Don Raffael war eben zwanzig Jahre alt geworden, als er — im Hochgefühl eines Schülers, der die Abschlußklasse betritt — zum ersten Mal auf ein Podium der königlichen Fechtsäle stieg, um sich mit Domenico Barri zu messen. Er verlor den ersten Übungskampf nach allen Regeln der Kunst; beim zweiten Anlauf, einen Monat später, erging es ihm kaum besser. Der dritte Kampf fand erst ein Vierteljahr darauf statt und verblüffte Domenico Barri durch ein Unentschieden infolge gleicher Trefferzahl, so daß er sich das nächste Mal besonders in acht nahm und wiederum siegte.
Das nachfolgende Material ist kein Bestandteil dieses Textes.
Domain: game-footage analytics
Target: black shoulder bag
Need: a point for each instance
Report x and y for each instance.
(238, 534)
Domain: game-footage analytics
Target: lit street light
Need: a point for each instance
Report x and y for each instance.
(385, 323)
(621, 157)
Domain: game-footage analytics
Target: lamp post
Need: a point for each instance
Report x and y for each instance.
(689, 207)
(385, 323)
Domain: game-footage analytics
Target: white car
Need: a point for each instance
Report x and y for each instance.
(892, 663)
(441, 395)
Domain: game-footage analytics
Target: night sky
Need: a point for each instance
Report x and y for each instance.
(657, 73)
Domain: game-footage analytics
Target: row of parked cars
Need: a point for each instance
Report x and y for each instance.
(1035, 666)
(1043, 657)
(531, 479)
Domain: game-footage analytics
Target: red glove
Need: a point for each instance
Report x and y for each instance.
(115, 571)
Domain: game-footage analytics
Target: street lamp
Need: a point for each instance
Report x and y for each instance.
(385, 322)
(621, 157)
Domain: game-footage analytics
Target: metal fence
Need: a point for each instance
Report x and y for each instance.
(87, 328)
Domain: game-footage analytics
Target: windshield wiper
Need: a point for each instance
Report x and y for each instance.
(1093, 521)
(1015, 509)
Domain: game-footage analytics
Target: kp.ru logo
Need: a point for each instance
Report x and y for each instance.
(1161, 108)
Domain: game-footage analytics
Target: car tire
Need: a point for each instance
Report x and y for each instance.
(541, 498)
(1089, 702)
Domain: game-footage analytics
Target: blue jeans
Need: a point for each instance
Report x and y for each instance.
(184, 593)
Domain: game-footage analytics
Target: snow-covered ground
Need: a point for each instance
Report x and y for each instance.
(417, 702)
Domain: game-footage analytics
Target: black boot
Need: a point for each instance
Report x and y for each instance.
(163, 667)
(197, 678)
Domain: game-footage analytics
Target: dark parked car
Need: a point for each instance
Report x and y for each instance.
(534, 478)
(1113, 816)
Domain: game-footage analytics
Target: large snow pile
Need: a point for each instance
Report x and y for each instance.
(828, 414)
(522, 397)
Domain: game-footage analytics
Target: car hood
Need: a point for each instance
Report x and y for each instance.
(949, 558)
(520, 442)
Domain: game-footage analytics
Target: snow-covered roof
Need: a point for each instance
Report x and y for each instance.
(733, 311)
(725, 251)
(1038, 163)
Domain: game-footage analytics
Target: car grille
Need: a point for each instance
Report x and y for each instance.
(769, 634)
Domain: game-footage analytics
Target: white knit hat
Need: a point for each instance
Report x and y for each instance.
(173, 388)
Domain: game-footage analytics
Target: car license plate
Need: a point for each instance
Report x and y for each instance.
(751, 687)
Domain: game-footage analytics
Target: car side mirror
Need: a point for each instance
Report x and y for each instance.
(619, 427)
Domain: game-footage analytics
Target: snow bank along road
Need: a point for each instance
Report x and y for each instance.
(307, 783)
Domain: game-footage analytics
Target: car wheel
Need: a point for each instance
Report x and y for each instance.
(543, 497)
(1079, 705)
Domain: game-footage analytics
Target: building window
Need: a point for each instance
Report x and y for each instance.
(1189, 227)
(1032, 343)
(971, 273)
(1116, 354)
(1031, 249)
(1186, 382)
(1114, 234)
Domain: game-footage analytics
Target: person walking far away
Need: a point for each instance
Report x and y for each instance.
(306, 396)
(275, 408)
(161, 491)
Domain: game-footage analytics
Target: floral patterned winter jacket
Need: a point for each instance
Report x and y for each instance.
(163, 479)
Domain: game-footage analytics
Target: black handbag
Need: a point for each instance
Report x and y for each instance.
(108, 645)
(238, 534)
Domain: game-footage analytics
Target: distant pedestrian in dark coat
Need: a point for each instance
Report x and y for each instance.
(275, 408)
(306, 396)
Das war im Oktober. Anfang Dezember fand jener fünfte Kampf statt, der mit scharfen Klingen ausgetragen wurde. Domenico Barri hatte in den Wochen davor jedem, der es hören wollte, haarklein auseinandergesetzt, wie er mit Don Raffael Schlitten fahren würde. Er hatte damit angegeben, daß er es diesem eingebildeten Affen schon zeigen werde, und hatte sich im vorhinein zu seinem unvermeidlichen Sieg gratuliert. Unter seinen Zuhörern waren ein paar skeptische Seelen gewesen, die ihn darauf hinwiesen, daß Don Raffael schon seit geraumer Zeit keinen fünften Kampf mehr verloren hatte; daß er allem Anschein nach zu den Fechtern gehörte, die sich darauf verstanden, ihrem Gegner während der ersten vier Übungstreffen alle wichtigen Geheimnisse zu entlocken. Nun, solche Zweifler hatten Mühe gehabt, mit heiler Haut davonzukommen; aber wer beschreibt Domenico Barris Erstaunen, als er während dieses fünften Kampfes feststellen mußte, daß ihre Warnungen vollauf berechtigt gewesen waren? Er konnte sich abmühen, wie er wollte: Don Raffael hatte auf jeden Angriff die passende Erwiderung parat. Aus dem Staunen wurde fassungslose Wut, als Don Raffael endlich mehr und mehr die Rolle des Angreifers übernahm und dabei mit Strategien aufwartete, die Domenico Barri noch nie bei ihm erlebt hatte; eine unerträgliche Heimsuchung für einen Meister, der sechs Jahre hindurch in den königlichen Fechtsälen kaum je eine Überraschung hatte hinnehmen müssen — geschweige denn eine Niederlage. Seine Wut steigerte sich deshalb zur Mordgier, nachdem er so sehr in die Defensive gedrängt worden war, daß er zweimal gefährlich nahe an die Demarkationslinie geriet.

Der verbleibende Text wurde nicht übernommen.